Goldilocks and Propofol Dosage in Older Adults: Too Much, Too Little, or Just Right?

Michael J. Devinney MD, PhD; Miles Berger MD, PhD

Disclosures

J Am Geriatr Soc. 2021;69(8):2106-2109. 

In This Article

Are we Overdosing Older Adults? Should Anesthesiologists Reduce Propofol Induction Doses in Older Adults?

As discussed above, we believe it is premature to conclude that the data from Schonberger et al. demonstrate widespread "overdoses" of propofol in older adults. Nonetheless, these results and other recent reports raise the key question of whether relatively higher anesthetic induction and/or anesthetic maintenance dosage are associated with increased adverse events in older adults. If so, that would suggest the need for prospective studies to determine whether reducing anesthetic induction and/or maintenance dosage would improve outcomes in older surgical patients.

While such studies are being conducted, there are three reasons it would be premature to call for widespread reductions in anesthetic dosage for older adults.
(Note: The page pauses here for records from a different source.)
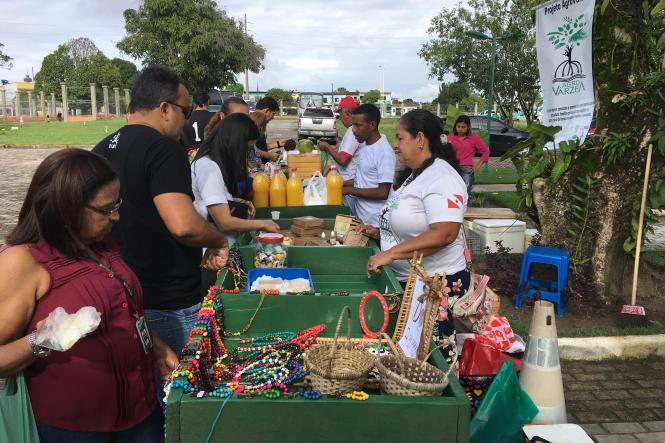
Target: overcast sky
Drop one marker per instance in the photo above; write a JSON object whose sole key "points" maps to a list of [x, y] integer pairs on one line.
{"points": [[309, 45]]}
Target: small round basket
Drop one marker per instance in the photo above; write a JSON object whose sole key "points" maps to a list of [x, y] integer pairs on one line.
{"points": [[410, 377], [339, 368]]}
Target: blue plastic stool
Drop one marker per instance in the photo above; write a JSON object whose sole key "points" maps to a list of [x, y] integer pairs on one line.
{"points": [[554, 290]]}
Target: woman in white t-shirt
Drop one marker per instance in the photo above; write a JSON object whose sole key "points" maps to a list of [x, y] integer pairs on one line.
{"points": [[425, 210], [218, 170]]}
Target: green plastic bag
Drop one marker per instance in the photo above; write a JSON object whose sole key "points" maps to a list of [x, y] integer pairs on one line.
{"points": [[504, 410], [16, 420]]}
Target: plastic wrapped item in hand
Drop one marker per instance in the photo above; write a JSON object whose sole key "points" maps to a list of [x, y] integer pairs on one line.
{"points": [[61, 330]]}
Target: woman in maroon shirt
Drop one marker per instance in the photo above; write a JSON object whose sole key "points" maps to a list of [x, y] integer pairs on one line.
{"points": [[60, 255]]}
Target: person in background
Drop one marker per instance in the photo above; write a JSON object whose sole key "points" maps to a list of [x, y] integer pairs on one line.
{"points": [[345, 157], [199, 118], [230, 106], [218, 169], [424, 213], [375, 167], [466, 144], [60, 254], [254, 159], [160, 232], [268, 151]]}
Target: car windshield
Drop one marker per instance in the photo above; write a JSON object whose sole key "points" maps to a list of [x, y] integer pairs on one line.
{"points": [[318, 112]]}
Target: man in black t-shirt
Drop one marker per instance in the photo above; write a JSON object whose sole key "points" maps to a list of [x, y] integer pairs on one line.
{"points": [[159, 231], [199, 118], [268, 151]]}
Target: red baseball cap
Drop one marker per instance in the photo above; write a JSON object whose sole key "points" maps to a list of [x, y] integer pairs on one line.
{"points": [[347, 102]]}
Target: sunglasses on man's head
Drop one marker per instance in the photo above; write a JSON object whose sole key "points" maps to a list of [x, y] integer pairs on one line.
{"points": [[186, 111]]}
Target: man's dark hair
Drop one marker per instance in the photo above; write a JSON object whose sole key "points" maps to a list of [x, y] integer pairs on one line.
{"points": [[154, 85], [53, 209], [201, 98], [268, 103], [232, 100], [371, 113]]}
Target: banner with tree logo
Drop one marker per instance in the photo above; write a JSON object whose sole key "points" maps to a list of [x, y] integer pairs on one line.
{"points": [[563, 45]]}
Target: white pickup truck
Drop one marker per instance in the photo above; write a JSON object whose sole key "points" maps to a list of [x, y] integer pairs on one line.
{"points": [[318, 123]]}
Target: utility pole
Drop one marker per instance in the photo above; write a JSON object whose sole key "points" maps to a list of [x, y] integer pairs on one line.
{"points": [[246, 68]]}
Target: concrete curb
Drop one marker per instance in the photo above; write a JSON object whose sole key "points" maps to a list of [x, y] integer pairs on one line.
{"points": [[602, 348], [56, 146]]}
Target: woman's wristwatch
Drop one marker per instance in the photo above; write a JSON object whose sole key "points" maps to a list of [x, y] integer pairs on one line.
{"points": [[37, 351]]}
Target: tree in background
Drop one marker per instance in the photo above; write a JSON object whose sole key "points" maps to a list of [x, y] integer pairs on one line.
{"points": [[473, 99], [279, 94], [128, 72], [78, 62], [194, 38], [452, 93], [588, 196], [371, 96], [453, 52], [235, 87], [5, 60], [57, 67]]}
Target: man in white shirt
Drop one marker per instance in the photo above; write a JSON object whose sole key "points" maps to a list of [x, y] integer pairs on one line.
{"points": [[375, 165], [346, 155]]}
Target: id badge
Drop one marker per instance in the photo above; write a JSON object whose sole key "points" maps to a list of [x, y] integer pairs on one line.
{"points": [[144, 334]]}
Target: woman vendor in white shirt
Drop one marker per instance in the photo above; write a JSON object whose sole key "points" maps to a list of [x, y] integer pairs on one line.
{"points": [[218, 170], [424, 211]]}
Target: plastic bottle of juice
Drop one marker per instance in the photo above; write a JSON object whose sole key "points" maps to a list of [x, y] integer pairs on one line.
{"points": [[334, 185], [294, 191], [278, 189], [261, 186]]}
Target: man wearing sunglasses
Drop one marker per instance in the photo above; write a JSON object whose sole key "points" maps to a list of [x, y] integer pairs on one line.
{"points": [[160, 233]]}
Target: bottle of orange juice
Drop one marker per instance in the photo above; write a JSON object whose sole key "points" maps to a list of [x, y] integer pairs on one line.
{"points": [[278, 189], [294, 191], [261, 186], [334, 185]]}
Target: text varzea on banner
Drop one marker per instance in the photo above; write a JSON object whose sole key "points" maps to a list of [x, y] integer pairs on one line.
{"points": [[563, 45]]}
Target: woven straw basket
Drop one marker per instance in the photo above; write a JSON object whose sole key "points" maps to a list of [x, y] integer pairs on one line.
{"points": [[339, 368], [410, 377]]}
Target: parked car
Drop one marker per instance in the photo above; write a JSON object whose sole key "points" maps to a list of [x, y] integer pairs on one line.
{"points": [[502, 136], [217, 97], [318, 123]]}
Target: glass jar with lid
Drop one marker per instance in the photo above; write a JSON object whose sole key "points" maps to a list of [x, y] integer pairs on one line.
{"points": [[270, 251]]}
First, although "de-prescribing" is a common goal in geriatrics,[13] it does not quite apply to intraoperative anesthetic dosage in older adults. Unlike an outpatient geriatric setting in which avoiding the side effects of drugs may outweigh their potential long term benefits, the significant potential harms (including PTSD) associated with anesthetic under-dosage mean that reducing anesthetic dosage in the OR is not risk-free. Second, although other GABA-A receptors agonists like benzodiazepines are included Beers List of drugs to avoid in older adults,[14] performing surgery without administering GABA-A agonists such as propofol or inhaled anesthetics (which also act on other targets besides GABA-A receptors) is not a viable option, except during operations in which anesthesia can be provided solely by nerve blocks. Third, although some in vitro and animal studies have suggested neurotoxic effects of both propofol and inhaled anesthetics,[15,16] there is little evidence that these drugs have similar neurotoxicity in humans.[17] Indeed, many anesthetic drugs have been shown to produce toxic effects in vitro that do not occur in humans at clinically relevant doses.[18]

While it would be premature based on current data to suggest widespread changes to anesthetic dosage in older adults, this report serves two useful purposes moving forwards. First, it should serve as an impetus for anesthesiologists to carefully consider the doses of mind-altering drugs we are administering to older surgical patients, particularly since older patients are at increased risk of cognitive disturbances such as delirium following surgery.[19] Second, in order to improve clinical outcomes for older surgical patients, we first need to know exactly what our current clinical practice is. In this respect, Schonberger et al. have provided an important step forwards in defining current geriatric anesthesia practice across 36 different hospitals; future studies will help us define the best path forwards in anesthetic drug dosage for the more than 19 million older Americans who undergo surgery each year.[20]